一関青年会議所(阿部徹理事長)は18日、市内の高校や高専、短大の生徒ら約2700人に就職に関する考えを聞くアンケート結果を公表した。今後就職活動を予定する学生の約半数が地元就職を希望し、求人票に掲載されない会社の雰囲気や社員の声などを求める意見も多かった。結果は企業に提供し、高校側にも企業の魅力を伝えるPR票を配布。地元就職の増加を図る取り組みに生かす。

 阿部理事長(34)らは同日、アンケート結果を一関商工会議所(佐藤晄僖(こうき)会頭)に報告し、意見交換した。佐藤会頭は「取り組みに感謝する。高校生が求める企業情報をさらにまとめ、企業や関係機関に呼び掛けてほしい」と助言した。

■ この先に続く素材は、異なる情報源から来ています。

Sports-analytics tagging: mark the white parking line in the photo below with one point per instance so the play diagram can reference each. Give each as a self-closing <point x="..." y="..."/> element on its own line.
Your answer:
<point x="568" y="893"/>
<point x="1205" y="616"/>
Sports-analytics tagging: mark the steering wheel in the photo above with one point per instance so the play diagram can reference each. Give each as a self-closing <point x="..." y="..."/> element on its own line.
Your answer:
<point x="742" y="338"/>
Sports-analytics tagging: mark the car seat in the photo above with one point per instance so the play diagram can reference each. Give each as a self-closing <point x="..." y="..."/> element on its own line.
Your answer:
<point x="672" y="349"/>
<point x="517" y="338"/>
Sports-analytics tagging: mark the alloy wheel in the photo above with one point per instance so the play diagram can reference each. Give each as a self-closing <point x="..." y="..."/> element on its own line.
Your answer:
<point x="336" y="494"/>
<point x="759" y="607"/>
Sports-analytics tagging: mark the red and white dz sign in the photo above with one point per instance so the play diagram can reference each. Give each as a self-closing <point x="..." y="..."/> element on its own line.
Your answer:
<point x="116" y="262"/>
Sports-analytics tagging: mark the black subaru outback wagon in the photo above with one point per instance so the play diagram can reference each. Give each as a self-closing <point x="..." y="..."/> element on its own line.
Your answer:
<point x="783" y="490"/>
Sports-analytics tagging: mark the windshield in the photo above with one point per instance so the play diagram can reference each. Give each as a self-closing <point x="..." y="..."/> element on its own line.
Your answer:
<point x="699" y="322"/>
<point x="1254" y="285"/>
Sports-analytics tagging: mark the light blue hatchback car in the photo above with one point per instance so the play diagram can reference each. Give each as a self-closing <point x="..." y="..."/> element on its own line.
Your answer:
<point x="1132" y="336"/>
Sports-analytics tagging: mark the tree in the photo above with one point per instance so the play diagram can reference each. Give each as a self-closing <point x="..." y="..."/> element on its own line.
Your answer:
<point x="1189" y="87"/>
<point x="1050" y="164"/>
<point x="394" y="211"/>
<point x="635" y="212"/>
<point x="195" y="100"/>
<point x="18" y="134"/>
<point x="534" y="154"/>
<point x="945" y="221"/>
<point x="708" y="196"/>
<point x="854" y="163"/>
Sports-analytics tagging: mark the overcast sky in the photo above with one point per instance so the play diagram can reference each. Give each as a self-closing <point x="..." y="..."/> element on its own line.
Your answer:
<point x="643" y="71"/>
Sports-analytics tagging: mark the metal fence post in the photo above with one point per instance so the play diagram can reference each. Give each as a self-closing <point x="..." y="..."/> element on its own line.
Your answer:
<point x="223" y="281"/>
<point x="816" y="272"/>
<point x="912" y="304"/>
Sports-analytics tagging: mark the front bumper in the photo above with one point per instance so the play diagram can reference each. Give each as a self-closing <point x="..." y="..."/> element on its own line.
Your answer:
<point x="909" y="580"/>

 アンケートは10~11月に実施。本年度卒業予定者976人と来年度以降に就職活動する学生1748人に分けて行い、就職予定者に地元企業を選んだ理由を問うと「家族・家がある」と「住み慣れた環境がいい」が合わせて70%を超えた。地元企業を選ばない理由は「1人暮らしをしたい」が20%と最多で「賃金が安い」、「やりたい仕事がない」が続く。

 また、進学予定の高校3年生と来年度以降の就職活動予定者の約半数が地元就職を望んでいることも明らかになった。「会社の雰囲気」や「社員の声」など求人票にはない情報を求める声も多かった。